Liam calls back to Caitlyn. ‘Don’t forget your coat. This should only take a few minutes then we can get out of here.’
At the front door, I pause to put my boots on. I straighten up when I feel him standing too close to me, but lose my balance a little as I try to push my heel into the other boot. His arm instinctively reaches out for me and my insides melts at his touch on my back. With the knowledge that we might be able to salvage our relationship, his small touches mean more than they have over the years. There was a time when we were together he would touch me like this, when we were getting ready to leave the house and he wouldn’t take his hand off me. He’d start with resting his hand on my back while I was adjusting my hair in the mirror. Then he’d hold my coat out for me and run his hands down my arm. He’d wind his fingers in with mine and hold onto them when we locked the front door.
Sometimes he’d pull me under the crook of his arm and walk me the three feet to the car. I remember turning into him when he’d open my door and he would kiss me before I got into my seat. Sometimes it was a long kiss, a deep kiss. Despite spending the whole day with me already, and despite going wherever we were going together, he would take the extra time to kiss me, to let me know that he missed kissing me. Other times it was a chaste kiss on the lips or the cheek or the tip of my nose. But it always lingered.
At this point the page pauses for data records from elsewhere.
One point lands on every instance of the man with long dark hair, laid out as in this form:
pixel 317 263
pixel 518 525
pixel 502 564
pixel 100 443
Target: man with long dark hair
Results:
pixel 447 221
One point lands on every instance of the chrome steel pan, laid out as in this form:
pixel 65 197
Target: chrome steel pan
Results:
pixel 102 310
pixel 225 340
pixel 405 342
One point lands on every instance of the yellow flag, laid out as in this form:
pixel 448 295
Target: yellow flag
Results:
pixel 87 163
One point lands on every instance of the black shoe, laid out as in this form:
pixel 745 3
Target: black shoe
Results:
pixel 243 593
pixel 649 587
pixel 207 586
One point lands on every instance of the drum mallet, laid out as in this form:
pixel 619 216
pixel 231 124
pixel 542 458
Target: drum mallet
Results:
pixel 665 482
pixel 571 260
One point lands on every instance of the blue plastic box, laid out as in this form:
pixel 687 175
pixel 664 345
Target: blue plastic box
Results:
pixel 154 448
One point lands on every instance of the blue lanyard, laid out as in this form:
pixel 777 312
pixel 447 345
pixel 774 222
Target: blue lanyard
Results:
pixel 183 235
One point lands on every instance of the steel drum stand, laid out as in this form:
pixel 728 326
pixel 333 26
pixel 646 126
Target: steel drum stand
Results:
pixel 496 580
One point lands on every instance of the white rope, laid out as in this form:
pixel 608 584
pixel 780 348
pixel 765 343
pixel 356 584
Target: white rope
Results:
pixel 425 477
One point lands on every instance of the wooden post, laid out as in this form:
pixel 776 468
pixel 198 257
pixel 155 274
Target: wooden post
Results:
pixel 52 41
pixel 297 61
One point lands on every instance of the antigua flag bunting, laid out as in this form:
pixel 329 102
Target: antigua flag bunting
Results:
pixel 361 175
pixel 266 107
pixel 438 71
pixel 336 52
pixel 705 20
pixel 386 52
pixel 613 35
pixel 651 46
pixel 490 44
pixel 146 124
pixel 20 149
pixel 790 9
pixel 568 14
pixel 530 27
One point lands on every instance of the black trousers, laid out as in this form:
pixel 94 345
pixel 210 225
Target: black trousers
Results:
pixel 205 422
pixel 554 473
He always took his time. Like he always wanted me to know how important I was to him. How much he loved me, loved kissing me, loved helping me into the damn car.
It’s gone now. His touch, his kisses. He stopped me from falling over, but when he lets go, my heart continues to tumble off the cliff.
‘Ready?’
I gulp and smile tightly. My back is already cold. It wasn’t cold before, but somehow the absence of his touch has been reawakened.
David beeps my car and opens the door for me. It’s silly. It’s just a car door, but it’s something he hasn’t done for me in years. My heart has been battered at the bottom of the valley floor for so long, I never thought about what I’d do if he asked for it back.